Fighting to stay conscious, she looked up and saw a massive aircraft floating above her. A black figure leapt from the craft, flying down in a parachute. Another figure— this one flying by the rockets coming from its feet— joined the first on the way down. Soon they both landed and assessed the damage. 

"That's definitely him," the one with the parachute said. Maybe it was the concussion talking, but was that guy wearing a Spandex American flag? "

The guy has access to unlimited power and he starts with Sunnydale, California? Doesn't really seem to get the big picture, does he?" 

Yep, definite concussion, or brain aneurysm— the second guy wore a red suit of metal. High above them, there was a crack of lightening and Buffy was vaguely aware of a third pair of feet hitting the roof. 
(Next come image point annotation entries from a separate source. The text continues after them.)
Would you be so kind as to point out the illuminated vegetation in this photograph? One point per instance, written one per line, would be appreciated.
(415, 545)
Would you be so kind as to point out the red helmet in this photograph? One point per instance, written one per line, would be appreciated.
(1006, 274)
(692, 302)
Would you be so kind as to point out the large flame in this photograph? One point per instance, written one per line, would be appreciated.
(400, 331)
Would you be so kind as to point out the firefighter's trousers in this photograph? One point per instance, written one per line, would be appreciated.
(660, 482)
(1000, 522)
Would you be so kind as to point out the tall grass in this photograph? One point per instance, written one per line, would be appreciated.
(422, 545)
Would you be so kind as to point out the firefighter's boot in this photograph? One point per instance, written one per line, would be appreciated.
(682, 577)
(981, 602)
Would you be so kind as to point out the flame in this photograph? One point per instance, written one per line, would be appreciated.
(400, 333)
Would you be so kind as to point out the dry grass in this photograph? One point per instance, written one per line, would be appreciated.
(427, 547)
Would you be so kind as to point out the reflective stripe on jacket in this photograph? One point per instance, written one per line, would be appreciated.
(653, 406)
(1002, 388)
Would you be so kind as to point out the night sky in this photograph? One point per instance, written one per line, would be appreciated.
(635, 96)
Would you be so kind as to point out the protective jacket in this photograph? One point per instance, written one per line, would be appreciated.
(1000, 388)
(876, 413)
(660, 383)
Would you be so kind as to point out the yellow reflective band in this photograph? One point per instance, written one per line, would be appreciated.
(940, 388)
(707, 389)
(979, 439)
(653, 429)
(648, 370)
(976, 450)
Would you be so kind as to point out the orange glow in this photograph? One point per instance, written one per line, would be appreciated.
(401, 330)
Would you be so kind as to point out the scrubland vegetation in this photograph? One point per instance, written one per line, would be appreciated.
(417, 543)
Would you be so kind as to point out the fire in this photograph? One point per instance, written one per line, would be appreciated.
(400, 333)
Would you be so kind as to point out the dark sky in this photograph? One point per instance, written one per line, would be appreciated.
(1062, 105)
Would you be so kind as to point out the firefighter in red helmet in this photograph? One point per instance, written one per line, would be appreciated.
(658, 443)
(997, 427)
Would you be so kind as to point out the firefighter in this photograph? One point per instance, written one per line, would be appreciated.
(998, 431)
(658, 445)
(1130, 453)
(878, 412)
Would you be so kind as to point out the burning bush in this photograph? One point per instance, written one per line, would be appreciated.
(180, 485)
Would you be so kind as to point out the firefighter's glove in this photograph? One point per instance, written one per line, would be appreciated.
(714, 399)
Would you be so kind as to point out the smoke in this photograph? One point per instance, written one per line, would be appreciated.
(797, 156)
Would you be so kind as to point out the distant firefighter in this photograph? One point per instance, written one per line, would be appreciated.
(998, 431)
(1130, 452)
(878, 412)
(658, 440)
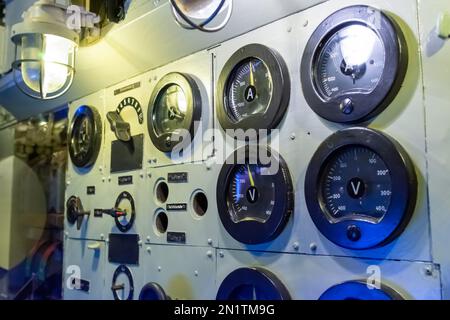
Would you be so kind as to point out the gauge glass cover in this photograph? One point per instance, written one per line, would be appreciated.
(351, 62)
(170, 110)
(250, 90)
(356, 184)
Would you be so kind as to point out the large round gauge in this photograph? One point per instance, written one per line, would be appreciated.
(354, 65)
(360, 290)
(125, 203)
(153, 292)
(360, 188)
(252, 284)
(254, 197)
(85, 137)
(253, 91)
(122, 285)
(175, 106)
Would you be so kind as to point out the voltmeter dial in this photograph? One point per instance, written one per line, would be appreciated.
(252, 284)
(253, 90)
(360, 188)
(85, 137)
(353, 65)
(255, 199)
(360, 290)
(174, 107)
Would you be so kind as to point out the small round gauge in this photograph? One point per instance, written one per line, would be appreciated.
(252, 284)
(85, 137)
(360, 188)
(353, 65)
(175, 106)
(255, 199)
(249, 90)
(153, 292)
(253, 89)
(125, 203)
(122, 285)
(360, 290)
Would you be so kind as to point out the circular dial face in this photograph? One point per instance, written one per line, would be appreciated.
(360, 290)
(250, 90)
(169, 113)
(351, 62)
(254, 199)
(354, 65)
(356, 184)
(175, 106)
(251, 193)
(360, 188)
(252, 284)
(85, 137)
(125, 203)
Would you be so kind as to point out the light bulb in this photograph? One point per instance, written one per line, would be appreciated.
(199, 9)
(52, 57)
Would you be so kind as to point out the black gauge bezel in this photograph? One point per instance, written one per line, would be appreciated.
(365, 106)
(94, 118)
(253, 232)
(194, 108)
(404, 190)
(264, 279)
(280, 95)
(125, 196)
(344, 290)
(156, 289)
(125, 270)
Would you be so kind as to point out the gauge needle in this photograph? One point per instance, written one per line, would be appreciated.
(252, 77)
(252, 182)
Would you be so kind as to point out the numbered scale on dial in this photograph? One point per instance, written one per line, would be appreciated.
(122, 286)
(252, 284)
(175, 106)
(360, 188)
(354, 65)
(254, 197)
(360, 290)
(123, 213)
(253, 91)
(85, 137)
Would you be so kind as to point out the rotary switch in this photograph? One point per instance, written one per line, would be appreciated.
(75, 211)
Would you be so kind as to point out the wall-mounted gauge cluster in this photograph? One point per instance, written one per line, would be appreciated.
(253, 90)
(360, 290)
(85, 136)
(360, 188)
(175, 106)
(295, 217)
(254, 196)
(353, 65)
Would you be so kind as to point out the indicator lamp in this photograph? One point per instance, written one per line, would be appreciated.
(197, 14)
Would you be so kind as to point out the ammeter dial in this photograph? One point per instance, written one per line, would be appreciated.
(253, 89)
(360, 188)
(174, 107)
(85, 137)
(354, 64)
(255, 199)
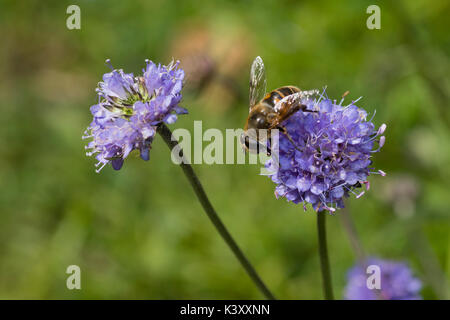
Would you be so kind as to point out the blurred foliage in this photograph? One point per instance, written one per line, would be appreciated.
(140, 233)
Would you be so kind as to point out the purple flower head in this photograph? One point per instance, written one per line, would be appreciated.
(396, 282)
(129, 109)
(325, 155)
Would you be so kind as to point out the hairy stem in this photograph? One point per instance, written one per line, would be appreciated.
(166, 134)
(323, 253)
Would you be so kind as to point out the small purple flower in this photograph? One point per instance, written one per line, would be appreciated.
(327, 154)
(396, 282)
(129, 109)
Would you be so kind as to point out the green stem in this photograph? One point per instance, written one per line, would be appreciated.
(166, 134)
(323, 252)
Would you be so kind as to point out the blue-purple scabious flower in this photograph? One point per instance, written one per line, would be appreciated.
(396, 282)
(129, 109)
(325, 155)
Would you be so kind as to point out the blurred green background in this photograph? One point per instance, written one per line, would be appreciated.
(139, 232)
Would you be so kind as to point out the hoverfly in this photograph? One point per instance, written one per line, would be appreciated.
(268, 111)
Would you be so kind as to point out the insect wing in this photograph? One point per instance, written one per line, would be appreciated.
(257, 81)
(296, 99)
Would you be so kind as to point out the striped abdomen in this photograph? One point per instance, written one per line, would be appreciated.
(276, 95)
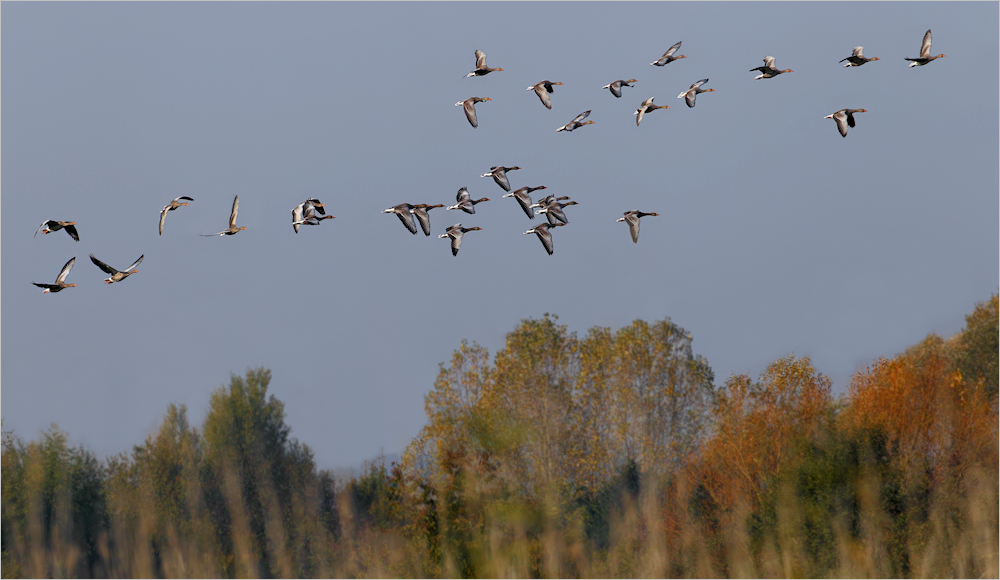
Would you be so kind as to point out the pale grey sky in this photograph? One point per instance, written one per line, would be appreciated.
(775, 235)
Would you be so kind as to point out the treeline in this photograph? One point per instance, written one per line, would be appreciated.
(612, 455)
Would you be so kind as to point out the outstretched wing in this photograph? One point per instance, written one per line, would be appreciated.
(134, 264)
(407, 221)
(236, 211)
(925, 46)
(71, 230)
(65, 271)
(107, 269)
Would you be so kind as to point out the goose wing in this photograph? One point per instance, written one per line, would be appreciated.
(543, 233)
(500, 176)
(236, 211)
(543, 94)
(71, 230)
(134, 264)
(525, 201)
(407, 218)
(470, 112)
(297, 217)
(45, 223)
(107, 269)
(163, 217)
(633, 226)
(841, 118)
(65, 271)
(925, 46)
(425, 220)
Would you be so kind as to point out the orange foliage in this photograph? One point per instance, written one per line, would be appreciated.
(756, 425)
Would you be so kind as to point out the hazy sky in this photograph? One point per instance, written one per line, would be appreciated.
(775, 235)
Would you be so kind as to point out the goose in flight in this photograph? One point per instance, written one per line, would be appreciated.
(176, 203)
(115, 275)
(925, 52)
(456, 232)
(60, 282)
(232, 229)
(632, 219)
(50, 226)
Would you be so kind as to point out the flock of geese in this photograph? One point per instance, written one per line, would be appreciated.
(311, 211)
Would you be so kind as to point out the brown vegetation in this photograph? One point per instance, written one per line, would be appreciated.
(614, 455)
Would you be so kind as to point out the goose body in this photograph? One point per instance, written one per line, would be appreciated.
(116, 275)
(176, 203)
(469, 106)
(768, 71)
(925, 52)
(50, 226)
(844, 119)
(499, 174)
(543, 89)
(404, 212)
(857, 58)
(632, 219)
(60, 282)
(456, 232)
(543, 233)
(692, 93)
(647, 106)
(465, 201)
(524, 199)
(232, 229)
(616, 87)
(554, 211)
(668, 57)
(576, 123)
(481, 68)
(420, 212)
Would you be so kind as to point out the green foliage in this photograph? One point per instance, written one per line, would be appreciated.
(613, 455)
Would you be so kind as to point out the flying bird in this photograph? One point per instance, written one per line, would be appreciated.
(60, 279)
(522, 197)
(115, 275)
(404, 212)
(769, 71)
(543, 89)
(576, 123)
(925, 52)
(481, 68)
(469, 106)
(232, 229)
(858, 59)
(554, 211)
(690, 94)
(50, 226)
(456, 232)
(499, 174)
(304, 214)
(420, 212)
(616, 87)
(465, 201)
(543, 233)
(668, 57)
(647, 106)
(844, 119)
(171, 207)
(632, 219)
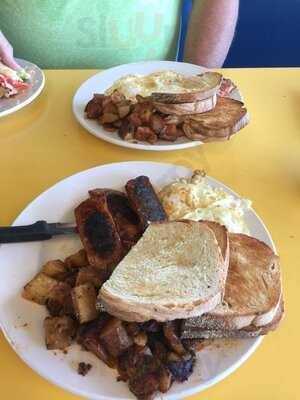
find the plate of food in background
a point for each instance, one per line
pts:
(160, 105)
(132, 304)
(19, 88)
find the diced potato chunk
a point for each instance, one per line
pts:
(84, 302)
(59, 332)
(59, 301)
(89, 275)
(55, 269)
(38, 288)
(77, 260)
(115, 337)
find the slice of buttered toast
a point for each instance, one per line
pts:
(176, 270)
(228, 117)
(253, 292)
(190, 89)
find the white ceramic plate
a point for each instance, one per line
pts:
(22, 320)
(103, 80)
(35, 86)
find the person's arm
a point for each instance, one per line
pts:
(7, 53)
(210, 32)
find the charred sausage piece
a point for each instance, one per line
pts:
(194, 345)
(126, 130)
(169, 133)
(59, 332)
(98, 233)
(127, 362)
(145, 383)
(145, 134)
(89, 338)
(114, 337)
(144, 201)
(126, 220)
(171, 333)
(158, 348)
(156, 123)
(165, 380)
(151, 326)
(181, 367)
(132, 328)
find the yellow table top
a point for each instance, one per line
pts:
(43, 143)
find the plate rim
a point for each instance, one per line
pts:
(123, 143)
(197, 388)
(29, 99)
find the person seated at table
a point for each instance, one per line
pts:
(104, 33)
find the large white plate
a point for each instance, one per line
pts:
(22, 321)
(103, 80)
(35, 86)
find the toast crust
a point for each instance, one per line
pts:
(197, 107)
(250, 331)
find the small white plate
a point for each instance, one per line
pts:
(22, 320)
(35, 86)
(103, 80)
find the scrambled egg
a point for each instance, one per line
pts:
(196, 199)
(161, 82)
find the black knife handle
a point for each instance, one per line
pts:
(27, 233)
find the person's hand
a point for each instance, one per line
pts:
(7, 53)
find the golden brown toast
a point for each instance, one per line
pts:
(194, 88)
(228, 117)
(197, 107)
(253, 290)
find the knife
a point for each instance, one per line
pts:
(40, 230)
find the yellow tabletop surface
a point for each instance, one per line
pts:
(43, 143)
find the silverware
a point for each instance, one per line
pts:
(40, 230)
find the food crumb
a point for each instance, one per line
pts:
(83, 368)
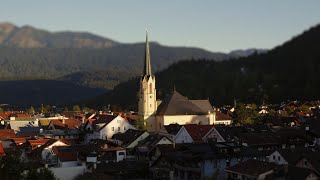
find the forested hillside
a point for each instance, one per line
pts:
(289, 71)
(28, 53)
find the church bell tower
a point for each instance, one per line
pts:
(147, 94)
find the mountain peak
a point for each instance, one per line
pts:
(30, 37)
(7, 27)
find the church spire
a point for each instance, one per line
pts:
(147, 65)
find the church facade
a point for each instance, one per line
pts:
(174, 109)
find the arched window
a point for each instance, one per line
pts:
(150, 88)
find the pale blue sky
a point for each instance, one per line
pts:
(213, 25)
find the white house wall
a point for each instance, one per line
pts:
(183, 136)
(113, 127)
(46, 151)
(135, 142)
(276, 157)
(183, 119)
(164, 140)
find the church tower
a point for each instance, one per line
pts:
(147, 93)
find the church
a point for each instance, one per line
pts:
(174, 109)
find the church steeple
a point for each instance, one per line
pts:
(148, 93)
(147, 65)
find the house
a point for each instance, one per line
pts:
(23, 122)
(64, 124)
(105, 127)
(47, 152)
(177, 109)
(213, 135)
(192, 133)
(66, 156)
(251, 169)
(297, 173)
(146, 145)
(130, 138)
(170, 130)
(222, 118)
(2, 153)
(29, 131)
(61, 134)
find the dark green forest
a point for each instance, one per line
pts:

"Where is my brother?" A man in a crown of feathers demanded. "What has he done?" 

"He's put his plan into full-gear." The Walking Spangled Banner said. "S.H.I.E.L.D got a sighting of him traveling across the country about two hours ago. They lost track when he entered the city." 

"Yes." The feather guy agreed. "This place is full of magic old and your machines are not calibrated to handle that sort of power." 

"Well, magic or not, something definitely kicked his ass." 

Buffy stood, leaning against the scepter. "That'd be me. The ass kicker. Who's guarding asses?" 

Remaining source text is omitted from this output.